Rabu 13 Maret 2019 lalu Sofyan A Djalil selaku Menteri ATR/BPN RI melakukan penyerahan sertifikat tanah untuk beberapa penerima di Kota Banda Aceh. Penyerahan sertifikat itu berlangsung di aula Lantai IV Gedung Mawardy Nurdin, Balai Kota dan diterima oleh Aminullah Usman selakuk Wali Kota. Sementara di Aceh Besar, penyerahan sertifikat untuk masyarakat itu berlangsung di Meuligoe Bupati di Kota Jantho, yang diterima Bupati Aceh Besar, Mawardi Ali.
Hal yang menarik dalam kesempatan itu adalah permintaan Wali Kota Aceh kepada Menteri ATR/BPN RI agar beberapa lahan milik BUMN dihibahkan kepada Pemda untuk dikelola dengan lebih baik.
Sebenarnya hal seperti ini tidak perlu dilakukan, karena masih ada cara lain yang bisa dilakukan. Hibah hanya dilakukan bila itu satu-satunya cara yang bisa ditempuh, tetapi kalau tujuannya hanya agar bisa dimanfaatkan dengan baik, itu adalah sebuah kesalahan besar.
Semua BUMN harus mempertanggung jawabkan kepada kementerian BUMN setiap jenagkal lahan yang mereka miliki. Hal ini karena BUMN adalah sebuah badan usaha (perusahaan), yang mana pelaporan aset adalah hal yang harus dilakukan dengan bertanggung jawab. Jangan sampai ada aset yang diprivatisasi.
Tanah yang kosong bukan berarti tidak bisa digunakan, karena semisal bila kepala daerah setempat cerdas, dia bisa melakukan kerjasama dengan beberapa pihak untuk memaksimalkan. Misalnya dengan menggandeng investor untuk mengembangkannya menjadi lahan yang produktif. Pihak pemerintah daerah bisa menggandeng BUMN selaku pemilik lahan, dan pihak swasta lainnya untuk membangunnya.
Tentu dengan sistem bagi hasil. Bila hal ini dilakukan, saya yakin pembangunan di Kota Aceh Besar akan lebih semarak dan bermanfaat bagi kemaslahatan semua pihak.

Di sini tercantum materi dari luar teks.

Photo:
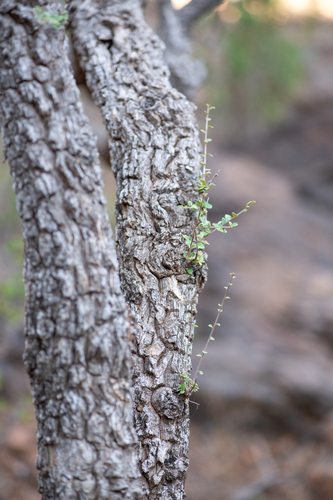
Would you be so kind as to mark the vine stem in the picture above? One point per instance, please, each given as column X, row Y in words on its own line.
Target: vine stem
column 206, row 137
column 190, row 390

Sebenarnya di DKI Jakarta ada contoh bagaimana Basuki Tjahaya Purnama selaku gubernur DKI Jakarta waktu itu membangun Bundaran Semanggi yang prestisius tanpa membebani APBD DKI. Padahal APBD di DKI sisa banyak, tetapi gubernur tidak mau menggunakannya. Itu adalah contoh kecerdasan dalam mengelola uang APBD.
Mungki di Kota Aceh Besar bisa melakukan hal yang sama, dengan menggandeng investor lokal, membangun pusat perbelanjaan / pusat kuliner yang modern dengan arsitektur khas Aceh, sehingga bisa menjadi tempat yang ikonik Kota Aceh.

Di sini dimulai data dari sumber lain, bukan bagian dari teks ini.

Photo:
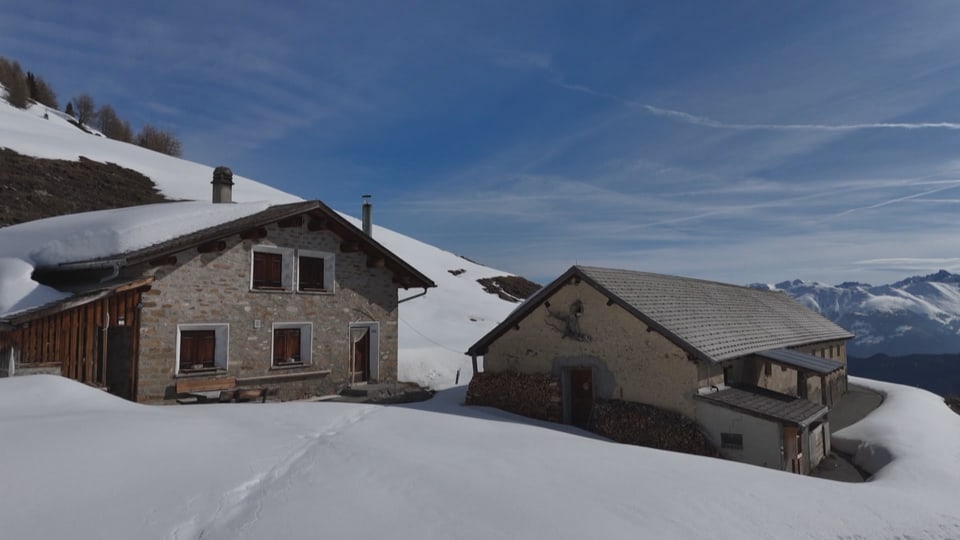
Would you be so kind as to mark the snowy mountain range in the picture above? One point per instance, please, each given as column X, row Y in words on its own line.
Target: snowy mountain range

Lahan bisa menggunakan salah satu lahan yang kosong, bila itu milik BUMN ya seharusnya komunikasikan dengan baik dengan pihak BUMN terkait dan pihak investor. Jalin kerjasama dengan ketentuan win-win solution (menguntungkan semua pihak).
Jadi, akuisisi lahan bukanlah sebuah solusi bila tujuannya hanya untuk memaksimalkan pemanfaatan lahan, saya lihat disini justru lebih baik bila adanya kerjasama pengembangan kota dengan melibatkan banyak pihak, sehingga bisa terjadi saling kontrol antar institusi, baik negeri maupun swasta.